This is especially true in the area of interconnect, since it is difficult, expensive and time-consuming to create a dedicated method of interconnection when there are so many existing methods to provide this capability. Embedded system designers would prefer to focus their limited engineering dollars on where they add value, rather than in reinventing transport mechanisms that provide limited additional benefits.

Some examples of general-purpose embedded interconnect usage are AdvancedTCA (ATCA) and PXI Express. ATCA provides the traces for a variety of different existing interconnect standards, specifying an efficient form factor but allowing standard components to be used to construct the backplane. PXI Express takes the PCI Express (PCIe) standard as its basis and adds measurement and automation improvements.

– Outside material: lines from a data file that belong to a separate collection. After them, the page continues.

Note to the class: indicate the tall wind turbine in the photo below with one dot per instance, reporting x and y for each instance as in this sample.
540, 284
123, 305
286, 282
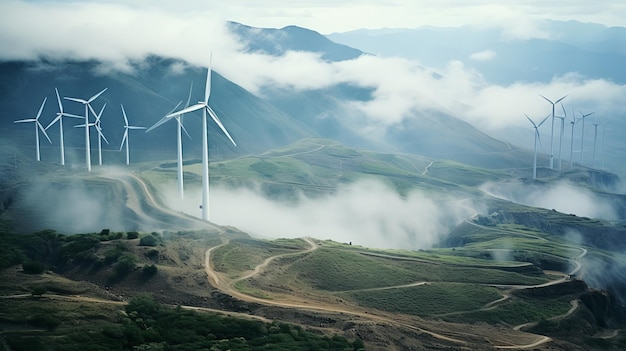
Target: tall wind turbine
204, 106
179, 149
87, 104
572, 122
100, 135
552, 132
59, 118
125, 138
582, 138
38, 127
595, 137
537, 138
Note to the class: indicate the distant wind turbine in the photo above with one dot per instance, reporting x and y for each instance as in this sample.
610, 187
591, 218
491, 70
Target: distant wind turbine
582, 138
595, 137
537, 138
38, 127
552, 130
204, 106
87, 104
179, 150
125, 138
59, 118
572, 122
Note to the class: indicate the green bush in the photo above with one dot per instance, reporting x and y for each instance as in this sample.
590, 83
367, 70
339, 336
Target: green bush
148, 240
33, 267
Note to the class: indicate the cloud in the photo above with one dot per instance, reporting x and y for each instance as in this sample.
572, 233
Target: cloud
365, 213
563, 197
486, 55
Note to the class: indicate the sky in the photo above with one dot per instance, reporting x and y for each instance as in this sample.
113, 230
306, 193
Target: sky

There are several recent trends in the interconnect world that have a direct and beneficial application to embedded platforms. These are being deployed in the data center, where the volume being driven by the explosion of Internet-related traffic is high enough to justify the expense of creating specialized subsystems. But the same constraints that are forcing the innovation—power and space at affordable cost points, coupled with high performance—apply directly to many embedded applications. As difficult and expensive as it is to apply power and to cool a data center rack, for example, it is even more challenging in an embedded context, where the power and cooling distribution may be limited—and in many cases the system is powered by a battery. Compounding the difficulties, some embedded applications cannot provide a fan or heat-sink due to size constraints. The trends that are addressing these constraints are convergence and shared I/O—two sides of the same valuable coin.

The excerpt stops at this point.